SenseTime’s security-camera technology took off with China’s public security bureau owning about 30 million surveillance cameras. However, only 1% were smart cameras able to analyze what they were recording.

It costs $500 to $3000 to upgrade a device, depending on how many features one wants. Features include face identity, traffic, explosion, or fire.

Software upgrades to the government cameras are about 35% of SenseTime’s revenues.

The other 65% comes from commercial clients like shopping malls, property developers, and mobile phone providers.

In 2016, there were about 176 million video surveillance cameras monitoring China streets, public spaces, and buildings compared with 50 million in the U.S., IHS Markit revealed.

SenseTime is exploring other markets.

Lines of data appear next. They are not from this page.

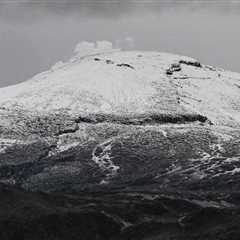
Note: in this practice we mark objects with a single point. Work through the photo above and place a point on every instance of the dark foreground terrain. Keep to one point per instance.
(125, 215)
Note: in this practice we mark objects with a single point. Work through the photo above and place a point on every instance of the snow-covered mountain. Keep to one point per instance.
(158, 132)
(102, 80)
(110, 117)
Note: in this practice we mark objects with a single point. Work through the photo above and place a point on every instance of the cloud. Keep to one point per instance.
(85, 48)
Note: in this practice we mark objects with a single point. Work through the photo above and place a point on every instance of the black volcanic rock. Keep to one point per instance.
(90, 150)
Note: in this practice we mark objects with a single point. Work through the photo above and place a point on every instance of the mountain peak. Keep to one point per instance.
(104, 80)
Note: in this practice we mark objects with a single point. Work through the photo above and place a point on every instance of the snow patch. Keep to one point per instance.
(101, 155)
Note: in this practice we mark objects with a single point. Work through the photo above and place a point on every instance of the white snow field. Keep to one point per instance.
(103, 80)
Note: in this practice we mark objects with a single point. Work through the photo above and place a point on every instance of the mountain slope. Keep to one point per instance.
(127, 145)
(131, 83)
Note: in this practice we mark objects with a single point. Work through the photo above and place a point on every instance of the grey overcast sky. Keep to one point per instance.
(34, 34)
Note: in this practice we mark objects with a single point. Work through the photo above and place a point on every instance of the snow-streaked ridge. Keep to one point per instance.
(101, 79)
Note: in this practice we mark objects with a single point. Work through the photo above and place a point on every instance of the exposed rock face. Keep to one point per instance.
(127, 122)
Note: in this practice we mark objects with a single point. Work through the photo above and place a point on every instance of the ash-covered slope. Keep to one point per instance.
(158, 132)
(117, 119)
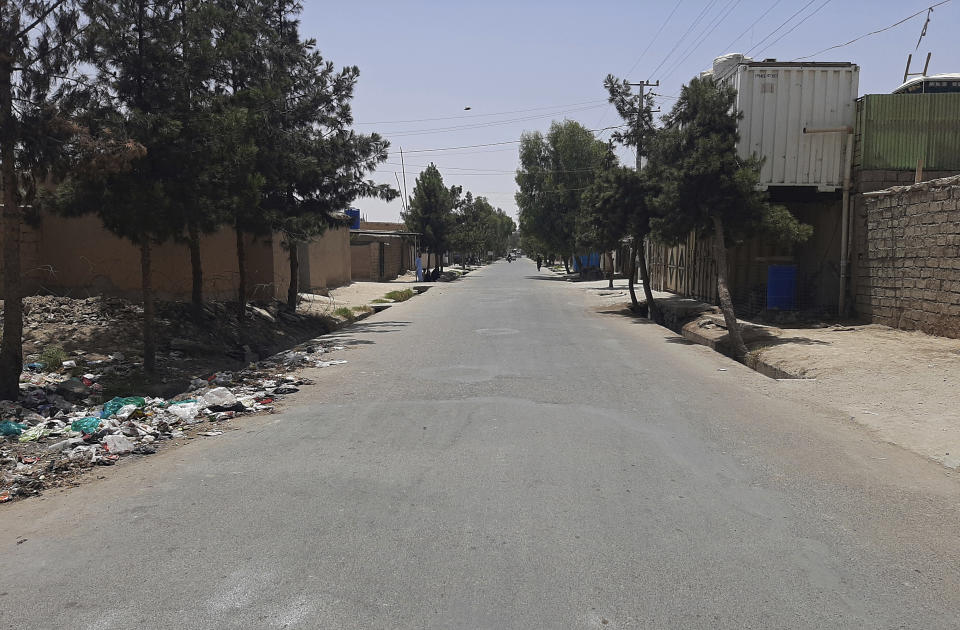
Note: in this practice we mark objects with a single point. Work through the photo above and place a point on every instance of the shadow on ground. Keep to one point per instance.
(349, 336)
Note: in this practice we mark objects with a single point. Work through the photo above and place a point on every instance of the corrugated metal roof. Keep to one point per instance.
(896, 130)
(779, 101)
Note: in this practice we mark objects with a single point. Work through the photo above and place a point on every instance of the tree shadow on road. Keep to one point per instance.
(550, 278)
(349, 336)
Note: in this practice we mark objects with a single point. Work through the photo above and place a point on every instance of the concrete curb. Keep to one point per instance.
(685, 321)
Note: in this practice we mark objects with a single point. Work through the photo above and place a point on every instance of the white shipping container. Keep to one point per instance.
(781, 99)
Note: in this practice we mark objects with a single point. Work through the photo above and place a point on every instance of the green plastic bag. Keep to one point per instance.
(113, 406)
(8, 428)
(34, 434)
(85, 425)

It is developing similar camera technology for education, healthcare, logistics, and driverless cars.

Xu has been pushing SenseTime to develop its own AI chips and expand to Japan, Southwest, and South Korea. The idea is for China to create equivalent chips via Huawei, Alibaba, or SenseTime itself even if it loses access to the U.S chips.

Megvii, another AI startup blacklisted, is pushing ahead with its IPO plans. They are testing to see whether investors will absorb the risks of blacklisting. Megvii also says they will fight the US ban and that they have done nothing wrong.